# Another Godfather Crash Issue



## DoHBoY (Apr 27, 2006)

Hello Everyone 

I'm in search of some kind of answer to the above, I've pretty much exhausted Ea's tech support which was, well  

So I seek out the general public
Basically installed the game it starts 1st spash screen hey presto back to desktop no errors sounds blips just windows
Me pc is about a month old and is no slouch and damn do I wanna play this game on it have latest GFX Drivers updated me firmware on meh DVD
I managed to install it on me pc downstairs
AMD 2000
1.5GB Ram
FX5700
Abit 7N Mobo

PC having issues on 

AMD Opteron 165 Dual Core
Asus A8N Sli-Premium
eVGA 7900GT 
74GB Raptor HDD
Corsair 2GB PC42000
Saitek Exclipse K/B
Copperhead Mouse

Makes me laugh how other PC bout 2 years old and hasn't had a reformat for ages so has loadsa crap on works and the newest one has issues

So I know the game works, even swapped DVD players as EA kept saying Ooooh we have issues with DVD's
They say Oooh we have issues with Dual Core CPU's
OoOoOoOoO we have issue, nooobs
If anyone can shed any light I would be eternally grateful

p.s searched forums and couldn't see my issue I think

DoH..


----------



## SAJID52 (May 14, 2000)

Don't even bother to use the EA support/tech help on their web site.There's too many players asking for help,and by the time they get to you,you'll be rocking your Great Grand child to sleep.

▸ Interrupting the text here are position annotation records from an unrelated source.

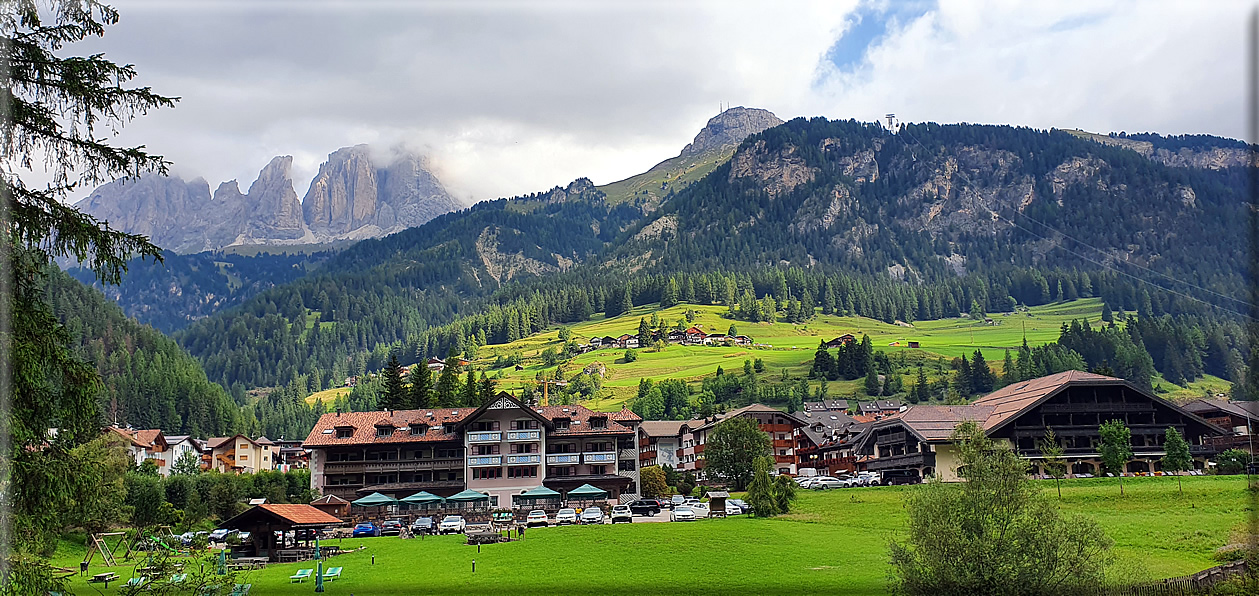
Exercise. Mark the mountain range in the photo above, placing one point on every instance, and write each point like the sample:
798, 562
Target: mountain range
358, 193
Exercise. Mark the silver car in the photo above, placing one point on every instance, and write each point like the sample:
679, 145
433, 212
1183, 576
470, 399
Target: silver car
565, 517
822, 483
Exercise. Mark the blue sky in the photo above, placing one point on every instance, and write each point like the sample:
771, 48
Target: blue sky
516, 97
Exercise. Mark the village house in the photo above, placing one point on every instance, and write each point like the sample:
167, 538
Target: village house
239, 455
777, 424
1239, 418
1073, 403
500, 449
659, 442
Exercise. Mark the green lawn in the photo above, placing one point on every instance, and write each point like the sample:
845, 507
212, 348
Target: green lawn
783, 345
835, 542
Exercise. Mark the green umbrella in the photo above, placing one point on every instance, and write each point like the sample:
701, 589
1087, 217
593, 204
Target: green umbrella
375, 499
422, 498
468, 495
587, 492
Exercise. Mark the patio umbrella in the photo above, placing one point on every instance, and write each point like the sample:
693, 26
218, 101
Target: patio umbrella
422, 498
375, 499
587, 492
468, 495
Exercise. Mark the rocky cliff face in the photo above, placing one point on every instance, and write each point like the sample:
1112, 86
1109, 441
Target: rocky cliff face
729, 129
351, 198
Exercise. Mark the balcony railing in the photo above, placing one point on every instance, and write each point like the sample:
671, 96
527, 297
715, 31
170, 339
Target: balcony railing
910, 460
599, 458
890, 439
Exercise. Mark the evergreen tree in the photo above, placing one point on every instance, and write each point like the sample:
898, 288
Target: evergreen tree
982, 379
395, 395
421, 386
871, 383
446, 392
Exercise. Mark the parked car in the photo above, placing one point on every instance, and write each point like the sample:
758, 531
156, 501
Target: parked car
869, 479
565, 517
536, 517
822, 483
422, 526
645, 507
622, 513
365, 528
681, 513
592, 515
900, 476
452, 524
392, 527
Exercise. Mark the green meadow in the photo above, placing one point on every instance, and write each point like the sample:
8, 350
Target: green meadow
832, 542
782, 345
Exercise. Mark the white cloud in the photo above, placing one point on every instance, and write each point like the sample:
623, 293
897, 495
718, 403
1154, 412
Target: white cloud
511, 98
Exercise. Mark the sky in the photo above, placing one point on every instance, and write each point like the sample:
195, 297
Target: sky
508, 98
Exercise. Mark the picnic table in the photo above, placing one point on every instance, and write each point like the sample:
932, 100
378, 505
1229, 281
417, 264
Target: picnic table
106, 577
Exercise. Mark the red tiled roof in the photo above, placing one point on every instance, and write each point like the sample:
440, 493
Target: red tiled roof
364, 425
300, 513
626, 415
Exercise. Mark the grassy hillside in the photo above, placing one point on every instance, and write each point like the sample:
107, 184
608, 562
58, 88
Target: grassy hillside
834, 542
782, 345
667, 177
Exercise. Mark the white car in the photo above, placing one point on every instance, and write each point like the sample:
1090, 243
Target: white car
822, 483
592, 515
536, 517
681, 513
565, 517
452, 523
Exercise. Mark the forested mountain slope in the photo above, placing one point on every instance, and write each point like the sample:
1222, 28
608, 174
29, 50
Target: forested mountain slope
890, 226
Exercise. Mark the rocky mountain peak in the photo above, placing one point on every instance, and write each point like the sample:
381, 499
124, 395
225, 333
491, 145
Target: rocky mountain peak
729, 129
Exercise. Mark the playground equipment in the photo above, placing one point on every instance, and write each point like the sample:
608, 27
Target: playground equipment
101, 544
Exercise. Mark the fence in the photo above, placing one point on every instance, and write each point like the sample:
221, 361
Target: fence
1186, 585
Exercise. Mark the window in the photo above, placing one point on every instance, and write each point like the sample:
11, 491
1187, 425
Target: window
523, 471
486, 473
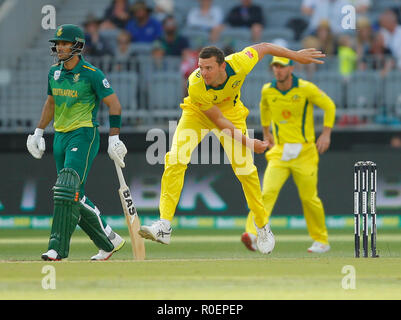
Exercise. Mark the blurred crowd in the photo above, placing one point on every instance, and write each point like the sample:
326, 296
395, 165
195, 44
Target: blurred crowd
130, 27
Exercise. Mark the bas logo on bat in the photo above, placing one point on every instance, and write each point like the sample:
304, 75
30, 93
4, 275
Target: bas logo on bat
129, 202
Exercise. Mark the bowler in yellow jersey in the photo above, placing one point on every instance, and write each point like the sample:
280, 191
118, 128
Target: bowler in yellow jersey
214, 103
286, 112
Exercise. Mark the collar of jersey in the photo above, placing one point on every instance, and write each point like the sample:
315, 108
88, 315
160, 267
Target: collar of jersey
230, 72
294, 84
76, 68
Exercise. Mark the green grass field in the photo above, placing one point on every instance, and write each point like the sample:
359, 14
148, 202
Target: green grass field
202, 264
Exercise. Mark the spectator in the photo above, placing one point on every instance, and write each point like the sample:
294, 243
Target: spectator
327, 41
206, 17
361, 6
310, 69
116, 15
123, 52
95, 44
364, 36
395, 142
158, 54
189, 63
173, 43
318, 10
391, 31
143, 27
163, 9
347, 57
247, 15
378, 57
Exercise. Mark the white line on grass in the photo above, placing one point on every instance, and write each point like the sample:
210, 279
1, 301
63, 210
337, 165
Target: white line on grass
206, 239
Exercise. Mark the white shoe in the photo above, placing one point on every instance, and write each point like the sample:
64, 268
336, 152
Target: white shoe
158, 231
318, 247
265, 240
117, 242
249, 240
51, 255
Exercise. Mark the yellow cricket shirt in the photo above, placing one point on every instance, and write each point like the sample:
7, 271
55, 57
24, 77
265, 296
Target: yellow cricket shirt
290, 113
226, 96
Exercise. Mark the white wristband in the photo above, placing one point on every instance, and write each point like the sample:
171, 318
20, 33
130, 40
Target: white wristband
38, 132
114, 139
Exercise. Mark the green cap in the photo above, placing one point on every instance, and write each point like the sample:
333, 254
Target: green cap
68, 32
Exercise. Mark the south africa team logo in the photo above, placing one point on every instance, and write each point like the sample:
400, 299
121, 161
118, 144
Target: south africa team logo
57, 74
106, 84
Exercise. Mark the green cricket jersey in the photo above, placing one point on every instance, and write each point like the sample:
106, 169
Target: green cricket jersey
77, 94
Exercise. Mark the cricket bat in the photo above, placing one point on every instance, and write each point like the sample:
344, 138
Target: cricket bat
131, 217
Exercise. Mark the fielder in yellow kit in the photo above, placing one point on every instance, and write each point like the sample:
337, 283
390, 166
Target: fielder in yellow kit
286, 108
214, 104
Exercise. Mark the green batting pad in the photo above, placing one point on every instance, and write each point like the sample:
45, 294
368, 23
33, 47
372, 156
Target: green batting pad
66, 211
92, 224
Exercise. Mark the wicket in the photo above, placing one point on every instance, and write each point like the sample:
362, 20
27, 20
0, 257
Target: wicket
365, 181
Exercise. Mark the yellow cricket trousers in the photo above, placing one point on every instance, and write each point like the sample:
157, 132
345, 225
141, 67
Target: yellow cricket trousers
304, 170
191, 129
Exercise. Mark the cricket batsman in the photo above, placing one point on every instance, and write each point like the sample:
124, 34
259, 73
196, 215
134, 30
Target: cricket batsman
75, 89
286, 109
214, 103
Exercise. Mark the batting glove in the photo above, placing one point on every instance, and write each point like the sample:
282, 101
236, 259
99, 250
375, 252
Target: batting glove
36, 143
117, 150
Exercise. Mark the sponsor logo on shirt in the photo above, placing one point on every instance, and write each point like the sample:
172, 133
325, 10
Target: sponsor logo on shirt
57, 74
235, 84
65, 92
286, 114
106, 84
249, 54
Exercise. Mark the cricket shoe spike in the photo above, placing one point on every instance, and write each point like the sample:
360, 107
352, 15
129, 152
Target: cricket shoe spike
51, 255
265, 240
249, 240
158, 231
117, 242
318, 247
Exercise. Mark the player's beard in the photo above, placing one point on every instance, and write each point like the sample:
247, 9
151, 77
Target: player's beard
285, 79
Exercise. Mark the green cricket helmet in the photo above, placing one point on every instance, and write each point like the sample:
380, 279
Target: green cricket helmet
70, 33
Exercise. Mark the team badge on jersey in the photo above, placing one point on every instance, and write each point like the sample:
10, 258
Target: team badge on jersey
57, 74
106, 84
236, 84
249, 54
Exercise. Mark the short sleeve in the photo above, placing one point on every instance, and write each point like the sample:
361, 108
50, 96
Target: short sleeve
246, 59
265, 112
101, 85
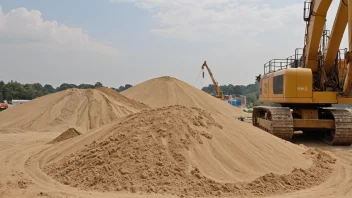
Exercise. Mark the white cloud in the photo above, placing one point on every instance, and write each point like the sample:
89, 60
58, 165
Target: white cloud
214, 20
22, 28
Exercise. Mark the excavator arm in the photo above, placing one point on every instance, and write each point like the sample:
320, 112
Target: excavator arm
315, 27
217, 88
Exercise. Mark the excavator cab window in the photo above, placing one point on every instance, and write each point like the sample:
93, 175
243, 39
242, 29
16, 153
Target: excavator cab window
278, 82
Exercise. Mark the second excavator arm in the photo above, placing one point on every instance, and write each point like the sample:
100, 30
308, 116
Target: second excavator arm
217, 88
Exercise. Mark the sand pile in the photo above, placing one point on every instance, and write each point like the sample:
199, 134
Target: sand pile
68, 134
187, 152
165, 91
81, 109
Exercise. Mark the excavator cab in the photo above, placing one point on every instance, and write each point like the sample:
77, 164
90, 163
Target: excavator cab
301, 90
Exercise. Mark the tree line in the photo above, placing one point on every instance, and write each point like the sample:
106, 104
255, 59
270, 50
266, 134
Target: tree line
14, 90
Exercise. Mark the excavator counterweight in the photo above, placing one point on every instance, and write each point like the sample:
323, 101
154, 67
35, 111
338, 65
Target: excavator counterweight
307, 85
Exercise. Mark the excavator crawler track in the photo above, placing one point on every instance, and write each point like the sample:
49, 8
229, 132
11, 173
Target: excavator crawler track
276, 120
342, 134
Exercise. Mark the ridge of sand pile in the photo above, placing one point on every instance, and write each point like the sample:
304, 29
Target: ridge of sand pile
83, 109
165, 91
68, 134
188, 152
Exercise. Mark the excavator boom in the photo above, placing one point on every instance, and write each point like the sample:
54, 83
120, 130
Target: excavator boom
219, 94
307, 85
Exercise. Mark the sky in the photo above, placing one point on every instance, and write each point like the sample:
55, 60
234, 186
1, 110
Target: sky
117, 42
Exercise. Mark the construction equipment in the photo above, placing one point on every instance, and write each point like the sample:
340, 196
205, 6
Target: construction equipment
309, 83
219, 93
3, 105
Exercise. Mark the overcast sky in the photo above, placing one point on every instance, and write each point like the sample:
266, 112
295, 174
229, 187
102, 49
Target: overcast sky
130, 41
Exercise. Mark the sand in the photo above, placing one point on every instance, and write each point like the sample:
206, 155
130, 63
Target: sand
73, 108
188, 152
127, 149
68, 134
164, 91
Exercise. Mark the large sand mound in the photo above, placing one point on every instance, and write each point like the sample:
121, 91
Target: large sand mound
165, 91
82, 109
186, 151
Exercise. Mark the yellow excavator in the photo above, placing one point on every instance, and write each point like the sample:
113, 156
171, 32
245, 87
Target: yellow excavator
308, 84
219, 93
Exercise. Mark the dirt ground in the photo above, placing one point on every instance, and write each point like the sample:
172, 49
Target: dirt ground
22, 156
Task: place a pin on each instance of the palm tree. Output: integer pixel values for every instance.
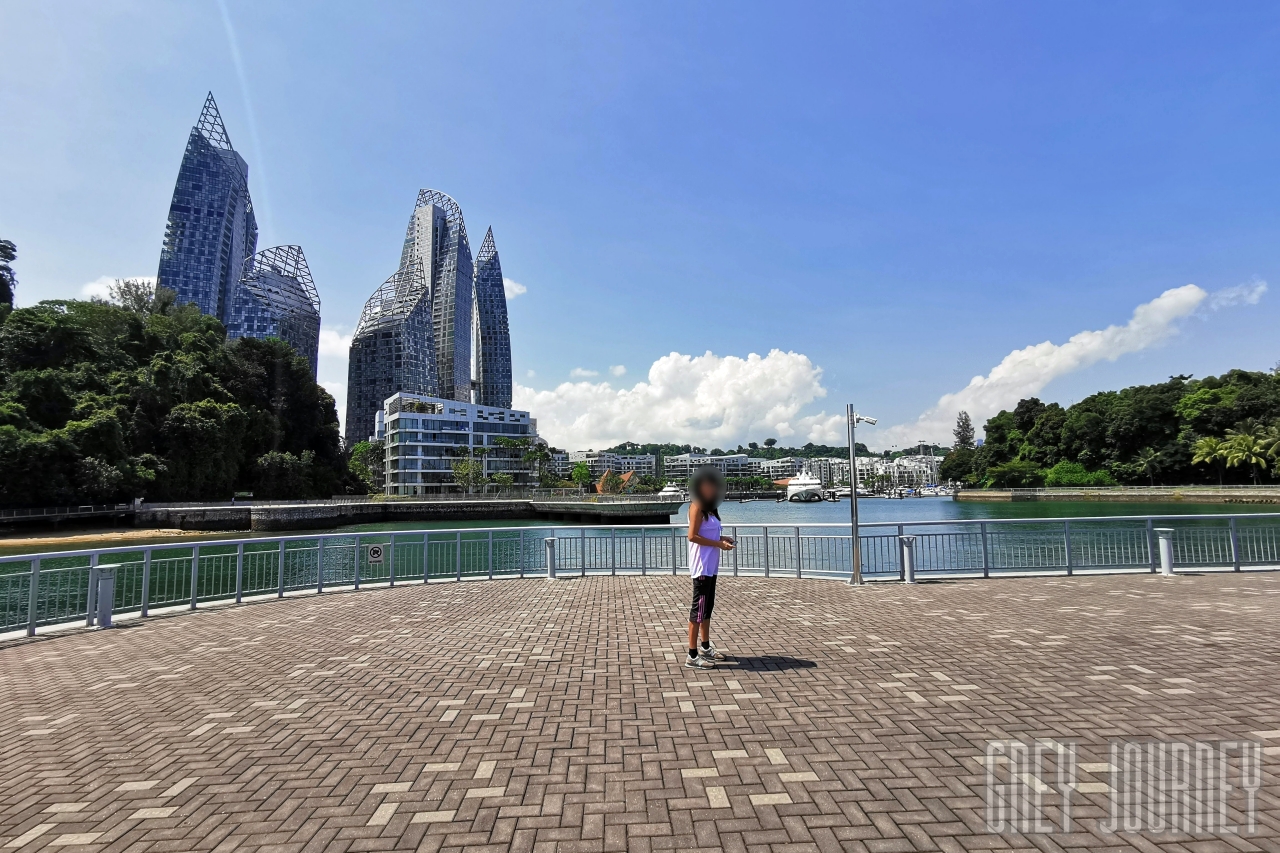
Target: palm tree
(1148, 461)
(1246, 448)
(1210, 450)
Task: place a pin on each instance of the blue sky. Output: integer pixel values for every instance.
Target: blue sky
(903, 194)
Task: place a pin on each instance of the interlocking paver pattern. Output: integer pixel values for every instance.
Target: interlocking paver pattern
(556, 715)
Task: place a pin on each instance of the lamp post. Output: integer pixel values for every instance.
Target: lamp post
(854, 419)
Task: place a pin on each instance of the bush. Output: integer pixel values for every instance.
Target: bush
(1074, 474)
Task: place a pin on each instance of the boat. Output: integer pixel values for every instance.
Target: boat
(804, 488)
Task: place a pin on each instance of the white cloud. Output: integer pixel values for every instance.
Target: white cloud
(101, 287)
(704, 400)
(334, 343)
(1025, 372)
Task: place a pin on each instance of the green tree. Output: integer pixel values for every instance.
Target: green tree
(1246, 448)
(963, 432)
(1210, 451)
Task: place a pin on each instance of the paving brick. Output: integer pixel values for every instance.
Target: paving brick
(557, 716)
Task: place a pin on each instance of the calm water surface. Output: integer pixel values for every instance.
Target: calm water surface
(752, 512)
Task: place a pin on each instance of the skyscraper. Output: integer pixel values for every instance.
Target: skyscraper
(415, 332)
(211, 227)
(493, 336)
(277, 299)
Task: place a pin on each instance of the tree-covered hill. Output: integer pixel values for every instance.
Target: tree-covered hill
(1175, 433)
(101, 402)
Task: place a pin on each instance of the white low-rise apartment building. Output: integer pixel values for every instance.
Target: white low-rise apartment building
(424, 436)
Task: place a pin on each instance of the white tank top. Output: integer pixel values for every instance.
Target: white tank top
(704, 560)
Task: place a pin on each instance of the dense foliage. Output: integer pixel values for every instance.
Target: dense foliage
(104, 404)
(1219, 429)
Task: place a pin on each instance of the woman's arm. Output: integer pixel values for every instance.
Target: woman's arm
(695, 524)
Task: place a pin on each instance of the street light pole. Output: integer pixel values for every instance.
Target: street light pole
(856, 575)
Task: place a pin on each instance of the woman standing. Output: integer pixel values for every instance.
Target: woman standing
(705, 491)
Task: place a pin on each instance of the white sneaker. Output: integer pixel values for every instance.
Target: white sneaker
(711, 653)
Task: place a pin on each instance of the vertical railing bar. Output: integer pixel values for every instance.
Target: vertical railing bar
(798, 551)
(1066, 542)
(1235, 546)
(320, 562)
(146, 582)
(195, 575)
(766, 551)
(240, 573)
(33, 598)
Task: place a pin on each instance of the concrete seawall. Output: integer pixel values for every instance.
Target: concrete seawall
(1141, 495)
(321, 516)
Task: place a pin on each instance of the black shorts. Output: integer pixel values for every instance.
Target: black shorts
(704, 600)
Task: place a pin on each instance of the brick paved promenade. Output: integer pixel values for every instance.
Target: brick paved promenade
(557, 716)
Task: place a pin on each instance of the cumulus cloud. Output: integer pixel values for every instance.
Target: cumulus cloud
(101, 287)
(1025, 372)
(334, 343)
(704, 400)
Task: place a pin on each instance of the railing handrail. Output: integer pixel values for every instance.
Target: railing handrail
(552, 527)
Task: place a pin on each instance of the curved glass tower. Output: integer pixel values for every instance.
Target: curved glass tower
(211, 228)
(437, 236)
(493, 336)
(277, 299)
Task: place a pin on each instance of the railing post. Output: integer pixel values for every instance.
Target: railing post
(901, 568)
(33, 598)
(1151, 544)
(91, 597)
(986, 553)
(359, 552)
(146, 582)
(906, 555)
(644, 551)
(195, 575)
(1066, 542)
(799, 562)
(1235, 546)
(240, 573)
(1166, 551)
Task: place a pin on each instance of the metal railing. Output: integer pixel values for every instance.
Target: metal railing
(53, 588)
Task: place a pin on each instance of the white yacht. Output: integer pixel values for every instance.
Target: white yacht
(804, 487)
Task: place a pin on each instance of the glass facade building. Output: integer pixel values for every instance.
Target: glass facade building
(211, 229)
(493, 336)
(277, 299)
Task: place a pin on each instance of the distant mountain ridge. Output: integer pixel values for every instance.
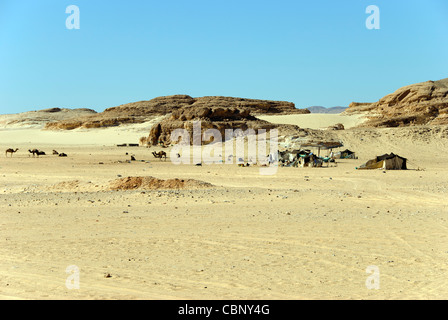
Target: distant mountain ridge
(424, 103)
(332, 110)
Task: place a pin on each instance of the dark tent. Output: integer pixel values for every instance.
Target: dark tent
(386, 162)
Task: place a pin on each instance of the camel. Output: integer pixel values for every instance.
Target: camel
(160, 154)
(10, 151)
(34, 151)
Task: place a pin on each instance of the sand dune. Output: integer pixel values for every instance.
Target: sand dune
(316, 121)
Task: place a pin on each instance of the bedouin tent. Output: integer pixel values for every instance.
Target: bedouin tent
(347, 154)
(386, 162)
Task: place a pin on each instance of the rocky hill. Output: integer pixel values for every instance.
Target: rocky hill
(332, 110)
(212, 118)
(424, 103)
(142, 111)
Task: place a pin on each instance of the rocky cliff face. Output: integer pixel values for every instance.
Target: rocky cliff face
(424, 103)
(164, 105)
(210, 118)
(142, 111)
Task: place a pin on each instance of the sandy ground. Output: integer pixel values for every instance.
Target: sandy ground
(303, 233)
(316, 120)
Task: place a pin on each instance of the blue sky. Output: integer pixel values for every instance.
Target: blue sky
(306, 52)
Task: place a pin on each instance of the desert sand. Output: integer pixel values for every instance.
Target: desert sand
(303, 233)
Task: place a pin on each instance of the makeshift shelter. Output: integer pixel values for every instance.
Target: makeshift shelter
(386, 162)
(346, 154)
(324, 145)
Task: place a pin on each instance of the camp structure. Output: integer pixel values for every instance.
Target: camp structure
(346, 154)
(325, 145)
(386, 162)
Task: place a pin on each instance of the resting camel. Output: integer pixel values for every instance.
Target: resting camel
(10, 151)
(36, 152)
(160, 154)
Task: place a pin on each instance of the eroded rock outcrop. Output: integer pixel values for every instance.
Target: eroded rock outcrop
(424, 103)
(210, 118)
(142, 111)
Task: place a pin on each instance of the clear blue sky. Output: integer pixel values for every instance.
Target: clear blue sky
(306, 52)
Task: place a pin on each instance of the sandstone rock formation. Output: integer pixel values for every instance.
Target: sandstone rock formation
(417, 104)
(142, 111)
(210, 118)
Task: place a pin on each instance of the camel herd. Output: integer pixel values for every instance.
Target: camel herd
(37, 153)
(34, 152)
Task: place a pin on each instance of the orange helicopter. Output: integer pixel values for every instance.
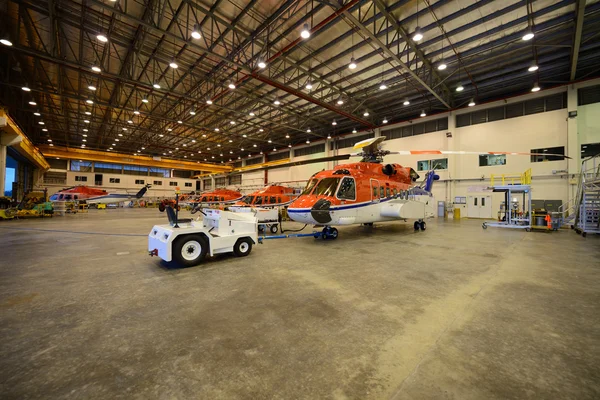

The best thing to do is to call them.... 1-650-628-4329
I got faster help with The Sims doing this.

Hope this works for you.


"S"
V^^^^V


----------



## DoHBoY (Apr 27, 2006)

Yep ended up ringing them and I don't know whether it's been the 2 weeks of email that helped them come their conclusion but all I ended up doing was having to rename the 2 movie intro files:

paramount.vp6
load.vp6 

to

oldparamount.vp6
oldload.vp6

And what ya know it frickin worked after 2 weeks!

I swear those people ain't human you respond and it's like they don't read a thing just almost feels completely automated they don't even rise to taunts and jibes about their shiiiiite service 

Anyways anyone who is having problems like mine please try the above it WORKS!!!!!!

Sorry for delay in replies, ISP changeover  

DoH..


----------



## SAJID52 (May 14, 2000)

So calling them was a help?
Glad to hear you were able to play once again.
Glad I was a help too.





"S"
V^^^^V


----------